2. Information-gain pair (40%): pick pairs where expected score
is closest to 0.5 (most informative under Glicko-2) and combined
RD is highest.
3. Top-of-field consolidation (20%): pair the top-10 by Elo
against each other to settle the leaderboard head.

☐ No pair (a,b) may be re-judged within 30 days unless either side's

RD has grown ≥10 since the last match. Persist last-match timestamps
per pair in a new table

open_question_match_history(question_a_id,
      question_b_id, judged_at, winner, judge_persona)

☐ Cold-start guarantee: any open_question with

created_at > NOW() - INTERVAL '7 days' AND n_matches<5 is
force-included in the next batch until satisfied.

☐ New CLI python -m scidex.agora.open_question_tournament


      --schedule-batch --field neurodegeneration --pairs 50

runs the new
scheduler.

☐ Tournament status endpoint at api.py:79192 (get_tournament_status)

gains fields: cold_start_questions_count, next_high_info_pairs[],
field_rd_distribution.

☐ Pytest: scheduler emits the right strategy mix; cold-start guarantee;

30-day pair lockout (and the RD-grew-by-10 escape hatch); reproducible
with seeded RNG.

☐ Migration migrations/openq_match_history.sql creates the new table

with (question_a_id, question_b_id) symmetric uniqueness via
sorted-ids invariant.

Approach

Read existing run_tournament_batch and field_leaderboard in

scidex/agora/open_question_tournament.py to understand current loop.

Reuse Glicko-2 RD reads from the existing judge_elo_ratings table

(or whatever the actual table name is — derive from
_get_or_init_rating() in open_question_tournament.py:189).

Implement scheduler as pure function over (field, candidate_questions,


   match_history)

so it's deterministically testable.

Existing nightly cron entry that invokes run_tournament_batch is left

in place — it now calls the new scheduler internally.

Dependencies

47ee9103-ccc0 — base Elo tournament (consumer)
q-openq-mine-from-wiki-pages and siblings — provide the population that

needs cold-start matches

Work Log

2026-04-27 12:30 UTC — Slot 0

Implemented _fairness_scheduler() with three weighted strategies:

High-RD warmup (40%), Information-gain (40%), Top consolidation (20%)

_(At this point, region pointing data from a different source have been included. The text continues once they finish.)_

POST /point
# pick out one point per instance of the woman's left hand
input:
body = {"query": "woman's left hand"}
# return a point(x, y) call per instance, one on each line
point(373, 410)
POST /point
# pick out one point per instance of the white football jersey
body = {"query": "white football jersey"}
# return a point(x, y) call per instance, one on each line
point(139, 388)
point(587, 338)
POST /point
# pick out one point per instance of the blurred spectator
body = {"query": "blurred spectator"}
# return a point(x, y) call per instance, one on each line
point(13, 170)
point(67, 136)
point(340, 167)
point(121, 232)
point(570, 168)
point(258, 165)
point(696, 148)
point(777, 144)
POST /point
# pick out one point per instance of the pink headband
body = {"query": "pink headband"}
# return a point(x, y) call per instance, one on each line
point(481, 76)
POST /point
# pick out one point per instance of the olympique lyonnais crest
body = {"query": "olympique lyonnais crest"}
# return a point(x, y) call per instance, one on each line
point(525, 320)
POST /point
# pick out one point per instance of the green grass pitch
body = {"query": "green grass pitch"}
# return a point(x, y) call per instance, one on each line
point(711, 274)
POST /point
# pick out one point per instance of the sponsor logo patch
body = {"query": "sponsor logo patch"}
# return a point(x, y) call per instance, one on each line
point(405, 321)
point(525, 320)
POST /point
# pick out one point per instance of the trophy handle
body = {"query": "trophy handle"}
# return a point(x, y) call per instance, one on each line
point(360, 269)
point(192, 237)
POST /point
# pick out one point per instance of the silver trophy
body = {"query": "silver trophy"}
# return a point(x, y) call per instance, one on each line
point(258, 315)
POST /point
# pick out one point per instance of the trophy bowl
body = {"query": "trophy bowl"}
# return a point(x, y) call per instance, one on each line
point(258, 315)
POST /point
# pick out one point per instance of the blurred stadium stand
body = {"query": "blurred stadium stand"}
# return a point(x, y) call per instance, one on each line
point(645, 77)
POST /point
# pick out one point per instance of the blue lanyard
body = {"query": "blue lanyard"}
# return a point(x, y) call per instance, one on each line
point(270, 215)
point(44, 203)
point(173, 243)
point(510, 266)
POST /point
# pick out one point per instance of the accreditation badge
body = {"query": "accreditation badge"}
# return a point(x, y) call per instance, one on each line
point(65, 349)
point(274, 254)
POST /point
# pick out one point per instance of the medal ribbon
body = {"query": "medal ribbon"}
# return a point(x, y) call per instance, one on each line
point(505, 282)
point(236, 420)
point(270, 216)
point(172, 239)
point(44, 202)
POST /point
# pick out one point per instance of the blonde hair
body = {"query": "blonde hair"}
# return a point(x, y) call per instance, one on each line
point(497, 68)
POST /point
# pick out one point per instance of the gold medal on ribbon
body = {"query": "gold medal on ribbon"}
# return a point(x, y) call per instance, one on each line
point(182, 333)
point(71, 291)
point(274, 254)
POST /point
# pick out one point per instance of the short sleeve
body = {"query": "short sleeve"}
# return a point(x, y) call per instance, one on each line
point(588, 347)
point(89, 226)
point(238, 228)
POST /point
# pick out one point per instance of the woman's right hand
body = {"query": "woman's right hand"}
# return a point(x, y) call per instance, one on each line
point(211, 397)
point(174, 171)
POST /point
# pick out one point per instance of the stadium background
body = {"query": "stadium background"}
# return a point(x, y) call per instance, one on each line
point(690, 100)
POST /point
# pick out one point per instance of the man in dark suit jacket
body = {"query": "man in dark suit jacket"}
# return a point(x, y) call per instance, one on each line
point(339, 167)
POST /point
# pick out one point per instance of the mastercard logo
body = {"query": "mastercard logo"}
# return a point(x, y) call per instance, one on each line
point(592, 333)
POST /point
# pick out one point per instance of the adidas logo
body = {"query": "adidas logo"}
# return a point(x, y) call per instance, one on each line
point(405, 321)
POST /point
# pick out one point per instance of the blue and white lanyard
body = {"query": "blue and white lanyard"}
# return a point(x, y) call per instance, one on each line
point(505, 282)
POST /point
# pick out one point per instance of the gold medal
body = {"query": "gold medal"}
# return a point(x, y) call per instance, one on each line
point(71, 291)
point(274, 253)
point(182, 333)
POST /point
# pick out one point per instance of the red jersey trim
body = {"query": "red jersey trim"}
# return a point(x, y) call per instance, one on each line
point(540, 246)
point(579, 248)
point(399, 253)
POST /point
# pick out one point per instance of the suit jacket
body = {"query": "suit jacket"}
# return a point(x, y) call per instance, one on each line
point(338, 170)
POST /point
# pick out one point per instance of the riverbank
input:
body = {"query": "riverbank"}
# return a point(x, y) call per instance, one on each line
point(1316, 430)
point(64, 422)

Added match history helpers: _record_match_history, _is_pair_locked,

_get_last_match_for_pair, _get_match_count, _is_cold_start,
_get_cold_start_questions

30-day pair lockout with RD-growth escape hatch (≥10 RD increase)
Cold-start guarantee: questions <7 days old with <5 matches are force-included
Updated run_single_match to call _record_match_history after each match
Updated run_tournament_batch with seed parameter for reproducibility
Updated get_tournament_status with new fields: cold_start_questions_count,

next_high_info_pairs, field_rd_distribution

Added CLI entry point: python -m scidex.agora.open_question_tournament run-batch|status
Created migration 036: open_question_match_history table with symmetric UNIQUE
Created tests/test_openq_tournament_scheduler.py with pytest suite
Verified: reproducibility (seeded RNG), cold-start force-inclusion, 30-day lockout,

RD escape hatch, get_tournament_status fields